The Version Control API module is a relatively new module that provides functions for interfacing with the server side of version control systems (VCS). In order to work, Version Control API needs at least one VCS backend module that provides the specific VCS's functionality. At the moment, only a back end for CVS has been written (see references).
For this task, you will create a module similar to the Version Control API -- CVS backend module but which instead provides an implementation of the Git version control system. You should also have a look at the example "FakeVCS backend" that ships with Version Control API itself, and the overall OVERVIEW.txt for a better understanding of the API's main concepts.
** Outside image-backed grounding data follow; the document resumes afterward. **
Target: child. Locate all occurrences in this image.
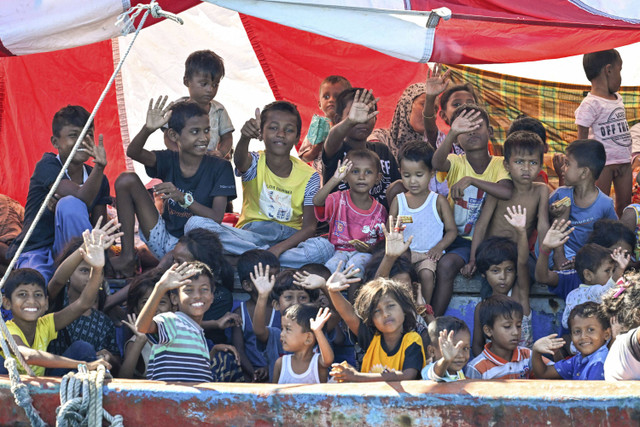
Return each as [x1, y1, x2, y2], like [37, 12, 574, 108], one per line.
[0, 229, 111, 376]
[575, 49, 632, 217]
[327, 270, 426, 382]
[322, 88, 401, 210]
[8, 105, 110, 283]
[136, 261, 240, 382]
[298, 75, 352, 175]
[390, 141, 457, 304]
[472, 206, 533, 355]
[548, 139, 617, 269]
[532, 302, 610, 380]
[507, 115, 549, 184]
[422, 316, 471, 382]
[465, 295, 539, 379]
[313, 150, 387, 281]
[231, 249, 281, 382]
[165, 50, 234, 158]
[431, 105, 512, 316]
[190, 101, 334, 268]
[465, 131, 549, 276]
[274, 304, 334, 384]
[112, 99, 236, 277]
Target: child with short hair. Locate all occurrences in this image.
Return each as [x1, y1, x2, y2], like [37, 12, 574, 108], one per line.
[532, 302, 610, 380]
[112, 99, 236, 277]
[431, 105, 512, 316]
[422, 316, 471, 382]
[313, 149, 387, 283]
[507, 115, 549, 184]
[9, 105, 110, 283]
[274, 304, 334, 384]
[576, 49, 631, 217]
[548, 139, 617, 269]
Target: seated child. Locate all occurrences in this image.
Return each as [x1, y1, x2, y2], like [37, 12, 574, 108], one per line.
[9, 105, 110, 283]
[507, 115, 549, 184]
[422, 316, 471, 382]
[465, 295, 540, 379]
[431, 104, 512, 316]
[192, 101, 334, 268]
[0, 229, 111, 376]
[313, 150, 387, 279]
[389, 141, 457, 305]
[112, 99, 236, 277]
[620, 204, 640, 262]
[136, 261, 240, 382]
[274, 304, 334, 384]
[532, 302, 610, 380]
[548, 139, 617, 269]
[576, 49, 631, 217]
[323, 88, 401, 210]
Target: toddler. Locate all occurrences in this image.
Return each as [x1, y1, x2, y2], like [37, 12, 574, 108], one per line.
[422, 316, 471, 382]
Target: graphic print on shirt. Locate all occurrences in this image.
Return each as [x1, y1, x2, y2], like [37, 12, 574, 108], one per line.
[259, 182, 292, 222]
[597, 107, 631, 147]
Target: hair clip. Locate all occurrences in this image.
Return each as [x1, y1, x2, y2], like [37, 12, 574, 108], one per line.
[613, 277, 627, 298]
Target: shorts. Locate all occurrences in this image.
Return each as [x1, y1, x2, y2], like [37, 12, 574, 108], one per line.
[411, 251, 437, 274]
[445, 235, 472, 263]
[139, 216, 179, 259]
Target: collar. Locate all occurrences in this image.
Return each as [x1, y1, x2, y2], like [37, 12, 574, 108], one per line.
[483, 342, 523, 365]
[56, 154, 89, 183]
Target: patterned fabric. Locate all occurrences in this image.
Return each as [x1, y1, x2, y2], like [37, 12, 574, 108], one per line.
[0, 194, 24, 244]
[210, 350, 244, 382]
[465, 343, 535, 379]
[49, 309, 119, 358]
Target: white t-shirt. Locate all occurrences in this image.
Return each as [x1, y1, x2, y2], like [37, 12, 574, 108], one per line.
[604, 327, 640, 380]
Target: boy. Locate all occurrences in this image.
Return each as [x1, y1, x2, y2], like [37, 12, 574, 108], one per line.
[0, 229, 111, 376]
[465, 131, 549, 276]
[112, 99, 236, 277]
[430, 105, 512, 316]
[507, 115, 549, 184]
[389, 142, 457, 304]
[165, 50, 234, 158]
[9, 105, 110, 283]
[191, 101, 334, 268]
[532, 302, 610, 380]
[465, 295, 539, 379]
[422, 316, 471, 382]
[548, 139, 617, 268]
[136, 261, 240, 382]
[322, 88, 401, 210]
[576, 49, 631, 217]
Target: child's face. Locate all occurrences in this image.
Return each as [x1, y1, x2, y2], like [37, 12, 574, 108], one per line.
[505, 150, 542, 184]
[275, 290, 310, 314]
[2, 283, 48, 322]
[51, 124, 94, 164]
[585, 259, 614, 286]
[280, 316, 312, 352]
[262, 110, 299, 156]
[172, 242, 194, 264]
[433, 330, 471, 373]
[343, 101, 376, 141]
[570, 315, 610, 357]
[409, 94, 427, 134]
[484, 312, 522, 354]
[372, 294, 405, 336]
[606, 59, 622, 94]
[563, 153, 586, 186]
[68, 260, 99, 303]
[344, 156, 380, 195]
[456, 116, 491, 152]
[440, 90, 476, 123]
[483, 261, 516, 296]
[171, 275, 214, 321]
[137, 288, 173, 315]
[184, 71, 220, 107]
[319, 82, 350, 121]
[400, 159, 432, 196]
[171, 114, 211, 156]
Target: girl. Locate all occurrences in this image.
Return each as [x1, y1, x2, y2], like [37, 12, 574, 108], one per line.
[327, 262, 426, 381]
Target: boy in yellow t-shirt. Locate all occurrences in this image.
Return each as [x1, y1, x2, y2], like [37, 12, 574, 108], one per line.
[430, 105, 512, 316]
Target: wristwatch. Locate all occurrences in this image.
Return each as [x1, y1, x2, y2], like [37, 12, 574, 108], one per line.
[179, 192, 194, 209]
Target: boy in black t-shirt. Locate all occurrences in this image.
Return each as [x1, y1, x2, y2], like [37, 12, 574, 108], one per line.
[8, 105, 110, 283]
[112, 99, 236, 277]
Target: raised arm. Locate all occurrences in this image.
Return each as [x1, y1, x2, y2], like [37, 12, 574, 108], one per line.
[536, 184, 550, 248]
[433, 109, 482, 172]
[424, 65, 450, 147]
[310, 307, 335, 368]
[531, 334, 564, 379]
[432, 329, 467, 378]
[464, 195, 497, 277]
[505, 205, 531, 315]
[375, 217, 413, 279]
[535, 219, 574, 286]
[313, 159, 351, 207]
[127, 97, 172, 167]
[250, 263, 276, 344]
[55, 135, 108, 206]
[235, 108, 261, 174]
[326, 262, 363, 336]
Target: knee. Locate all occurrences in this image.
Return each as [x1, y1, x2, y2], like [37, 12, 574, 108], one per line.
[185, 217, 223, 234]
[436, 254, 462, 279]
[56, 195, 85, 215]
[66, 340, 97, 361]
[115, 172, 143, 191]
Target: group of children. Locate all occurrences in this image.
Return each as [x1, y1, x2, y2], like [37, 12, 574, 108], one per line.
[2, 46, 640, 384]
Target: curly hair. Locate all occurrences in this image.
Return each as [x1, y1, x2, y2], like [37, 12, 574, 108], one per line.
[600, 271, 640, 333]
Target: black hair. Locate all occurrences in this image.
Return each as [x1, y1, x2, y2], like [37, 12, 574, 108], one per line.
[176, 228, 234, 292]
[503, 130, 545, 163]
[283, 303, 319, 333]
[299, 263, 331, 281]
[575, 243, 612, 283]
[363, 246, 418, 284]
[475, 237, 518, 276]
[260, 100, 302, 139]
[125, 268, 165, 315]
[587, 219, 637, 250]
[320, 75, 351, 90]
[4, 269, 47, 301]
[439, 83, 478, 113]
[565, 139, 606, 180]
[601, 271, 640, 332]
[354, 277, 417, 333]
[187, 261, 215, 290]
[583, 49, 621, 81]
[168, 101, 208, 135]
[479, 294, 524, 332]
[569, 301, 610, 331]
[427, 316, 470, 348]
[237, 249, 280, 285]
[398, 140, 435, 170]
[346, 148, 381, 173]
[334, 87, 378, 123]
[450, 104, 490, 127]
[184, 49, 225, 82]
[507, 114, 547, 144]
[52, 105, 92, 137]
[272, 270, 319, 302]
Your module should have functionality similar to what is currently present in the CVS backend.
Deliverables:
* A new versioncontrol_git.module that implements the required functions for Version Control API backends. These are mostly functions that transform the revision data from the database representation to the API's array format. Here's the exact list of required functions:
* hook_versioncontrol_backends()
* versioncontrol_git_get_commit_actions()
* versioncontrol_git_get_directory_item()
* versioncontrol_git_get_commit_branches()
* versioncontrol_git_get_branched_items()
* versioncontrol_git_get_tagged_items()
* versioncontrol_git_get_current_item_branch()
* versioncontrol_git_get_current_item_tag()
* versioncontrol_git_get_parent_item()
* ...and others that you might consider practicable - in particular, you'll probably need versioncontrol_git_commit() for managing additional commit data in the database.
* Functionality to import commits from Git logs, similar to the CVS backend's "log fetching" functionality.
* Hook scripts that enable recording and access control for commits, similar to the CVS backend's xcvs-* scripts.
* The task will be complete when the submitted module is marked as RTBC by one of the mentors.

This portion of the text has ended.